Соня порылась в ящике, достала оттуда бумажку и подала её мне.
— Это счёт? — спросил я. — Ну, вот и отлично... и отлично (я надел очки)... расквитаемся и ладно (я пробежал счёт). Итого... Постой, что же это? Итого... Да это не то, Соня! Здесь «итого двести двенадцать рублей сорок четыре копейки». Это не мой счёт.
— Твой, Дудочка! Ты погляди!
— Но... откуда же столько? За дачу и стол двадцать пять рублей — согласен... За прислугу три рубля — ну, пусть, и на это согласен...
— Я не понимаю, Дудочка, — сказала протяжно хозяйка, взглянув на меня удивлённо заплаканными глазами. — Неужели ты мне не веришь? Сочти в таком случае! Листовку ты пил... не могла же подавадать тебе к обеду водки за ту же цену! Сливки к чаю и кофе... потом клубника, огурцы, вишни... Насчёт кофе тоже... Ведь ты не договаривался пить его, а пил каждый день! Впрочем, все это такие пустяки, что я, изволь, могу сбросить тебе двенадцать рублей. Пусть остаётся только двести.

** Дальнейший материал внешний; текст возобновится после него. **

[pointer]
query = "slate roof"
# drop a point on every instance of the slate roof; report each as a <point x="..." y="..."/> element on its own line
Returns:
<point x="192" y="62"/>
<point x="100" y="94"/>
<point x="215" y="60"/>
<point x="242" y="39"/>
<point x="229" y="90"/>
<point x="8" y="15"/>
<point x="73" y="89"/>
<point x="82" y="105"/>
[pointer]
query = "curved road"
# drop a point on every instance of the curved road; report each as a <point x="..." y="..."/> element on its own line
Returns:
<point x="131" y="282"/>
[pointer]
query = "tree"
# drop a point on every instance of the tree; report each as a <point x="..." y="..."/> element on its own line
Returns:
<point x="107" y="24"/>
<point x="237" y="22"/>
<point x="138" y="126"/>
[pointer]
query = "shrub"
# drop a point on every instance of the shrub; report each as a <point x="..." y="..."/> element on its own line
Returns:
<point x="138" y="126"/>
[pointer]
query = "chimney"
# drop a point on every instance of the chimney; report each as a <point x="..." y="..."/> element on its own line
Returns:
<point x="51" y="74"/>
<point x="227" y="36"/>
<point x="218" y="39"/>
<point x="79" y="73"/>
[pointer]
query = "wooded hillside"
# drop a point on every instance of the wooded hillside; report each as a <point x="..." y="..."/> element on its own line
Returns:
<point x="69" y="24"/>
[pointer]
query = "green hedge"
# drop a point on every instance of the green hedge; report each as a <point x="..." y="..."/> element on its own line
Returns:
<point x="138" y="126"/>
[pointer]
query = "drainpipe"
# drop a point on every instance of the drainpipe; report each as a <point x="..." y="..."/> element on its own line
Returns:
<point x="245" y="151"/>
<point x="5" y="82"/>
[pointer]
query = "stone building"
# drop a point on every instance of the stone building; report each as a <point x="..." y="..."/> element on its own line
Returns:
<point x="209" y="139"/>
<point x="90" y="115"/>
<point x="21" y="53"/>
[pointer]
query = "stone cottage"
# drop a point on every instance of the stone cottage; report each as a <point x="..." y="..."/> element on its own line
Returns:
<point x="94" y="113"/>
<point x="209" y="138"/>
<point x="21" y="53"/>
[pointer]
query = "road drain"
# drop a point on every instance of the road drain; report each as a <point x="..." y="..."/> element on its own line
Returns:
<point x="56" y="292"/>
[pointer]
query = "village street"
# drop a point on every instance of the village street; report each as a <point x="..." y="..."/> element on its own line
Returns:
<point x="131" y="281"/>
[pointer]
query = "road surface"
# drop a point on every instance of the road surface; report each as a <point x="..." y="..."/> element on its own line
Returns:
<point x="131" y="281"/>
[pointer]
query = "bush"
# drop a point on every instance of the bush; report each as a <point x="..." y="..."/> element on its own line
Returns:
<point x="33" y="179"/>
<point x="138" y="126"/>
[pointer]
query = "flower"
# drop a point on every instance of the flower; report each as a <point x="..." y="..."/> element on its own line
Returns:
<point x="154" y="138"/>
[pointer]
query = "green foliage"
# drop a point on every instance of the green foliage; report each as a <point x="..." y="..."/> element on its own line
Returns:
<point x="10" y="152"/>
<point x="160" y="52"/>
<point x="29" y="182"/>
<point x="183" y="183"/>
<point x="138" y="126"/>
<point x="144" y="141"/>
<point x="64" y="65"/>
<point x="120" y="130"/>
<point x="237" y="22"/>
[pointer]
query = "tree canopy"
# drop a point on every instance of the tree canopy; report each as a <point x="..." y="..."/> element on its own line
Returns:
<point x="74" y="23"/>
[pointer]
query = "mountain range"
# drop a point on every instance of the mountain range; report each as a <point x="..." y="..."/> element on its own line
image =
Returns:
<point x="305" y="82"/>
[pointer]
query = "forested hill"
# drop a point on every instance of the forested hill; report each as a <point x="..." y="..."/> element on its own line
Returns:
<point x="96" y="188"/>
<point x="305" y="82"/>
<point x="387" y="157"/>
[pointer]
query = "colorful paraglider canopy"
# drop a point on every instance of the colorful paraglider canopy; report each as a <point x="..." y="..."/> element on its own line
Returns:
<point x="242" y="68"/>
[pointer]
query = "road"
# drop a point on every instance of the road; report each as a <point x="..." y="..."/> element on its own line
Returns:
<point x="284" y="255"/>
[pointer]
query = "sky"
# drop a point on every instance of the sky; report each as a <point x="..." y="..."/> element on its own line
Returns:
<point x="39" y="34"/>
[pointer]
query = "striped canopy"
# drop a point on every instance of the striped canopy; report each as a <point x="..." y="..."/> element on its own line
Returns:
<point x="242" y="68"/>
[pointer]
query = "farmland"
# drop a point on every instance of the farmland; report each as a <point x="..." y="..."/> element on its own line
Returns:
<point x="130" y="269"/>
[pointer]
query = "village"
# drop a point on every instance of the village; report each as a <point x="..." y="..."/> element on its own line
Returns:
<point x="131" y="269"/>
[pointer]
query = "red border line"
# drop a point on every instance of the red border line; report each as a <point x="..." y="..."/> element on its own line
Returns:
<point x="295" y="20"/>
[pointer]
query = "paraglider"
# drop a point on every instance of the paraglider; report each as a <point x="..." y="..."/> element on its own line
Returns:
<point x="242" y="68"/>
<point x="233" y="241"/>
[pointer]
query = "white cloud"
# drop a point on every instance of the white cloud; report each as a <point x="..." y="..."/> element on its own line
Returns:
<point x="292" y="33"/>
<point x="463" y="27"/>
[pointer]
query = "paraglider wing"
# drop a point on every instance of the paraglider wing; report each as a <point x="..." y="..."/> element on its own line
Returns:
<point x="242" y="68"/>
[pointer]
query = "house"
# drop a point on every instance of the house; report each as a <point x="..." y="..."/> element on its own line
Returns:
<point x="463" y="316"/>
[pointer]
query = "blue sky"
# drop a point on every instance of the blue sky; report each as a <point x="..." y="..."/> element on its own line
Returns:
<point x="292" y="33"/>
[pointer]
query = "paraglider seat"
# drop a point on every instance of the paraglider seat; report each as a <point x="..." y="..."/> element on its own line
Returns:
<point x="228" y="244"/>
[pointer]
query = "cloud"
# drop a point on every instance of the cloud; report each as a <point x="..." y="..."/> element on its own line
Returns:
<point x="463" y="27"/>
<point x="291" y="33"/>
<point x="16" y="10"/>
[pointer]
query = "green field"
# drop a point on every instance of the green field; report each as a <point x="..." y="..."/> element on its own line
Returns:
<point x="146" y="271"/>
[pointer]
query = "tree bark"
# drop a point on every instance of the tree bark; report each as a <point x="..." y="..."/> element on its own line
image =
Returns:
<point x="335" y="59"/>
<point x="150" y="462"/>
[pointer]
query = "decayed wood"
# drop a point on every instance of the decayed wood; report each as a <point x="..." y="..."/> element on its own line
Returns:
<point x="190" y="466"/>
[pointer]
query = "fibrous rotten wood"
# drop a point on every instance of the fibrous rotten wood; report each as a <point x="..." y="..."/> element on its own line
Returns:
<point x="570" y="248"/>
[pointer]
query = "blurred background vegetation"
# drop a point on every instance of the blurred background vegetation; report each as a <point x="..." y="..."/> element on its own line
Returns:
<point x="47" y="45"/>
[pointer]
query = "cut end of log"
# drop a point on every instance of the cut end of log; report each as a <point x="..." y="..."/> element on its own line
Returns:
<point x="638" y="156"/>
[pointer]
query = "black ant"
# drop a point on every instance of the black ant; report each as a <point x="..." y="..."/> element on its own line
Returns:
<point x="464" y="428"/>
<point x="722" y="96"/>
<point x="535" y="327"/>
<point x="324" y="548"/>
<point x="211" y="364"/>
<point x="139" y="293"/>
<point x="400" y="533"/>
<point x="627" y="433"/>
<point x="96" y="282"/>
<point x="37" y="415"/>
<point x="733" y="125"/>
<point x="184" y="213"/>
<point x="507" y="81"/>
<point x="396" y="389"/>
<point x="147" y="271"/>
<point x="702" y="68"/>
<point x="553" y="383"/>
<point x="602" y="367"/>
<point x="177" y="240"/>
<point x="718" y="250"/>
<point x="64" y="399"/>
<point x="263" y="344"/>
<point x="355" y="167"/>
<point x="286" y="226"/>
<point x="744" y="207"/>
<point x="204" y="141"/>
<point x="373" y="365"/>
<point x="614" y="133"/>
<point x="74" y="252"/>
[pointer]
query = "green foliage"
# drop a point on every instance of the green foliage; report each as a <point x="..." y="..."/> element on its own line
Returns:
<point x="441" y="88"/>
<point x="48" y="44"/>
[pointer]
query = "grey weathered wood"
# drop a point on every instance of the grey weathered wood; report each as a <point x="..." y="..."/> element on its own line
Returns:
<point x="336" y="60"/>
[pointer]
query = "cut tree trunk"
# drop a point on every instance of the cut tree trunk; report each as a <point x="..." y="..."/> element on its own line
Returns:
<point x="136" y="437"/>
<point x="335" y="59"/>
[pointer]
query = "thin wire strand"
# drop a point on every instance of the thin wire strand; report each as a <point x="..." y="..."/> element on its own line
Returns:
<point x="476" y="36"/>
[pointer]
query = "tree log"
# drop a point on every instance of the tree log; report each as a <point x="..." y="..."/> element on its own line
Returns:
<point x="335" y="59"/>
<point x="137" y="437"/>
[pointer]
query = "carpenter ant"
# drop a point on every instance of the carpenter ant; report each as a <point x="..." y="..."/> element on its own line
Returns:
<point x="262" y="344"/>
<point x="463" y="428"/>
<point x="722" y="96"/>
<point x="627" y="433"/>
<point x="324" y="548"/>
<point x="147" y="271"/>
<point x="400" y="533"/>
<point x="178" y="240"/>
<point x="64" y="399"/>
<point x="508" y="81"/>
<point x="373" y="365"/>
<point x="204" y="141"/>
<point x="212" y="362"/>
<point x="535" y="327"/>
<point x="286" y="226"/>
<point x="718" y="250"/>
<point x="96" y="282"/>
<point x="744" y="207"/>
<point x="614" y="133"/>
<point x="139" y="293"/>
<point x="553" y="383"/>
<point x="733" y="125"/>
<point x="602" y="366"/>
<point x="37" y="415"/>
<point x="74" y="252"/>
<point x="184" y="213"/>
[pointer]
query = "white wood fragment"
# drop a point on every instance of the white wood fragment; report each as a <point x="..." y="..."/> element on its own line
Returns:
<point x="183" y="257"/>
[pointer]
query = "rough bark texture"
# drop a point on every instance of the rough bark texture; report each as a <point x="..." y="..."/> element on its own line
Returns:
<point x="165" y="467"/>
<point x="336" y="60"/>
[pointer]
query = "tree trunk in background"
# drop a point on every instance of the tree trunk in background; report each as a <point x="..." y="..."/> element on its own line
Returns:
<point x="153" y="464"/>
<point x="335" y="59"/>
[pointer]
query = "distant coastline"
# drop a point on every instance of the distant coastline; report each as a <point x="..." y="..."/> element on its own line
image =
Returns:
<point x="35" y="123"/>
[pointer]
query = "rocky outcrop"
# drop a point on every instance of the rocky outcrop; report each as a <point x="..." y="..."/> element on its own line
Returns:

— Но... тут поставлено семьдесят пять рублей и не обозначено, за что... За что это?
— Как за что? Вот это мило!
Я посмотрел ей в личико. Оно глядело так искренне, ясно и удивлено, что язык мой уже не мог выговорить ни одного слова. Д дал Соне сто рублей и вексель на столько же, взвалил на плечи чемодан и пошёл на вокзал.
Нет ли, господа, у кого-нибудь взаймы ста рублей?